How about this part: “The Segment 2 portion of 1-10 represents the most congested segment of I-10 in El Paso as well as a segment that is in need of reconstruction.” Whoever wrote that has never been east of Viscount during rush hour.

That Segment 2 portion of Interstate 10 will turn Yandell into a frontage road. It will further isolate downtown from the neighborhoods north of the freeway by constructing high-speed traffic lanes between them, and, according to the TXDOT’s current favorite plan, a giant traffic circle around the proposed deck. It will demolish historic buildings, and the Holocaust Museum.

Not to mention the years of delay all that construction will entail. “Over the next ten years.”

And whom do we have to thank? Texas State Senator Cesar Blanco and Texas State Representative Lina Ortega, according to the El Paso Chamber of Commerce website.

God protect us from politicians with ostensibly good intentions.

Of course, the freeway expansion and the deck is all part of our benevolent overlords’ Master Plan.

Don’t forget to vote.

5 comments

  1. Very disappointed in Senator Blanco and Rep Ortega. I watched the CC meeting today. The county judge, Leon, and state delegation care mainly about chamber-Borderplex-TXDOT definitions of economic development… definitions that do not include pollution, health, heat islands, more traffic, and noise that all affect our quality of life. ?

  2. Down we go. I am stunned by the comments reported here from Blanco and Ortega. I assume they will be planning to move somewhere not so polluted and so packed with cars once they have satisfied their patrons.

  3. I believe that expanding I 10 in downtown El Paso is a waste of your tax money, is bad for business, and bad for El Pasoans. It reminds me of Red Lining activities in the 1950 when non-white neighborhoods were destroyed for highways. Current best practices avoid creating or expanding highways through downtowns.

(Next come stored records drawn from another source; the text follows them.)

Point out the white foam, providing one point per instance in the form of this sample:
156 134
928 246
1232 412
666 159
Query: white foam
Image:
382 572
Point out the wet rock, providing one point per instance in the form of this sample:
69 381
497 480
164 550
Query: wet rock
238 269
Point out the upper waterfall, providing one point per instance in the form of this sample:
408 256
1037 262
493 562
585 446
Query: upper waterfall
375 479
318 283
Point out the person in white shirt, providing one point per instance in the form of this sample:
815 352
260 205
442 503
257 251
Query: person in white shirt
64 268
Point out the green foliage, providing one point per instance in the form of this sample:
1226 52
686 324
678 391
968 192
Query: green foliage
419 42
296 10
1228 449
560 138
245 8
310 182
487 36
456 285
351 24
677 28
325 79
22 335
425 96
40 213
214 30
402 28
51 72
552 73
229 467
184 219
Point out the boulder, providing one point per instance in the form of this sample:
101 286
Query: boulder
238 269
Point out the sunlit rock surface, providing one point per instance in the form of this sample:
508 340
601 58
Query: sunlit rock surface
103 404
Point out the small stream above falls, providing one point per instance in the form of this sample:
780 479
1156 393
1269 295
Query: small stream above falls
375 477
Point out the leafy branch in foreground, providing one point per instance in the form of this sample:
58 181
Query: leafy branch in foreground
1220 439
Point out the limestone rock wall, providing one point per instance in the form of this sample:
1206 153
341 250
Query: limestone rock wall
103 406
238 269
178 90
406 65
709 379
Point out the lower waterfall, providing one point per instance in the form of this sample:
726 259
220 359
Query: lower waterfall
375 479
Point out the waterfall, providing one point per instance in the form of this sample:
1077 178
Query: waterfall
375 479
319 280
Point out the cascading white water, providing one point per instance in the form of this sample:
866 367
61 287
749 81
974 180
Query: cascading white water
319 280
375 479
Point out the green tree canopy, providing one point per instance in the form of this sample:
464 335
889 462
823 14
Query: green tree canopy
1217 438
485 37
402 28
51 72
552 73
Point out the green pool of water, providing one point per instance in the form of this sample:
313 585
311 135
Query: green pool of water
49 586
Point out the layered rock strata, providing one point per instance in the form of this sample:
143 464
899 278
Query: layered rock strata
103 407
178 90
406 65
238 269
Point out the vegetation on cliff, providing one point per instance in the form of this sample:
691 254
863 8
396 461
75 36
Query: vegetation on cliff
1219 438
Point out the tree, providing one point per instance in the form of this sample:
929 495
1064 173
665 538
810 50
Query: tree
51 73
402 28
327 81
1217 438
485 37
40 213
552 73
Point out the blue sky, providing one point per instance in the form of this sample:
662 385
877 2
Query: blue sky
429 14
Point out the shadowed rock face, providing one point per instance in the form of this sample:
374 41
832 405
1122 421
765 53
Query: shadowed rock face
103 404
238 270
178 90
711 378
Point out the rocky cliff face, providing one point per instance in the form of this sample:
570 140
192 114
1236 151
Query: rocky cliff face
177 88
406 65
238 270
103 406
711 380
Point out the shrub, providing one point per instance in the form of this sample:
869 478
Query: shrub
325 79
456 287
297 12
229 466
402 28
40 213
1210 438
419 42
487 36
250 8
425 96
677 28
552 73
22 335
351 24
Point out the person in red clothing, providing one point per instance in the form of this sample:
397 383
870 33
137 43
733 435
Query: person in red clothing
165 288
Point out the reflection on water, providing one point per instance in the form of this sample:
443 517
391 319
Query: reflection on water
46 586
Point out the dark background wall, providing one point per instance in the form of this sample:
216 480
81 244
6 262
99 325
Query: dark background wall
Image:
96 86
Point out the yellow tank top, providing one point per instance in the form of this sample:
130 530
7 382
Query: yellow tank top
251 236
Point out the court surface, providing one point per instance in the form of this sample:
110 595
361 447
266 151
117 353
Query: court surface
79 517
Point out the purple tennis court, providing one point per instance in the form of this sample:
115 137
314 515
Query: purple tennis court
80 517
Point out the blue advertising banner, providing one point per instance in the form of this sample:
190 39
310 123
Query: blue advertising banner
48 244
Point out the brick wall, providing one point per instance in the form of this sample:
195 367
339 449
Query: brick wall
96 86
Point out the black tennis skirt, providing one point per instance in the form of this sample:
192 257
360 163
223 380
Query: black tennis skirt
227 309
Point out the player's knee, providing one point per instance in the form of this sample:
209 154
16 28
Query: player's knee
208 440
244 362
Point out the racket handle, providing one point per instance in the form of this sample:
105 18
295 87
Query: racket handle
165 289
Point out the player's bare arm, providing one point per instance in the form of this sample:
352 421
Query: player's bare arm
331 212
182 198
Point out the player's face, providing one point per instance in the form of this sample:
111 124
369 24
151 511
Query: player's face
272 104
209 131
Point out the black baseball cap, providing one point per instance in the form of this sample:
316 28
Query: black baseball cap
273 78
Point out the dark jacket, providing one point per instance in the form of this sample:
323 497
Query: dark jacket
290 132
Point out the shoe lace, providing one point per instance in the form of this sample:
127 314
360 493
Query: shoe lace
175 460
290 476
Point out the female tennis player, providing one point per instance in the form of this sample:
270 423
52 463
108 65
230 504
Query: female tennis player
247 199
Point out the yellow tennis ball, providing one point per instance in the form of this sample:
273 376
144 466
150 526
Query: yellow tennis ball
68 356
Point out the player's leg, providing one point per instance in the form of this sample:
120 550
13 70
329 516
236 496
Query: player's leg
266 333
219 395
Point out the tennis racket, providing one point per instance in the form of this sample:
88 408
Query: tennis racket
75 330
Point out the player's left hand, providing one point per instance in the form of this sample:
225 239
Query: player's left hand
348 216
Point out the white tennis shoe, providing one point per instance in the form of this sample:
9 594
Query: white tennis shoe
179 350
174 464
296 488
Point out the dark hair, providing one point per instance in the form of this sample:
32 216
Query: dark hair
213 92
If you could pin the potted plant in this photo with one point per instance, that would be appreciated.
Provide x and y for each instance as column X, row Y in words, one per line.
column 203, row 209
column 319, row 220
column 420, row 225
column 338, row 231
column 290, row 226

  4. I thought the Dem delegation was AWOL. If this includes the so-called “deck” over I-10, well it is just a back door way for Mountainstar to finally get us to pay for a soccer stadium since it doesn’t appear the arena is going anywhere.

  5. Frankly, at this juncture, it would make more sense to detour all through traffic on I-10 via Loop 375, up and over Transmountain. We have allowed the love of the automobile to ruin too many American cities.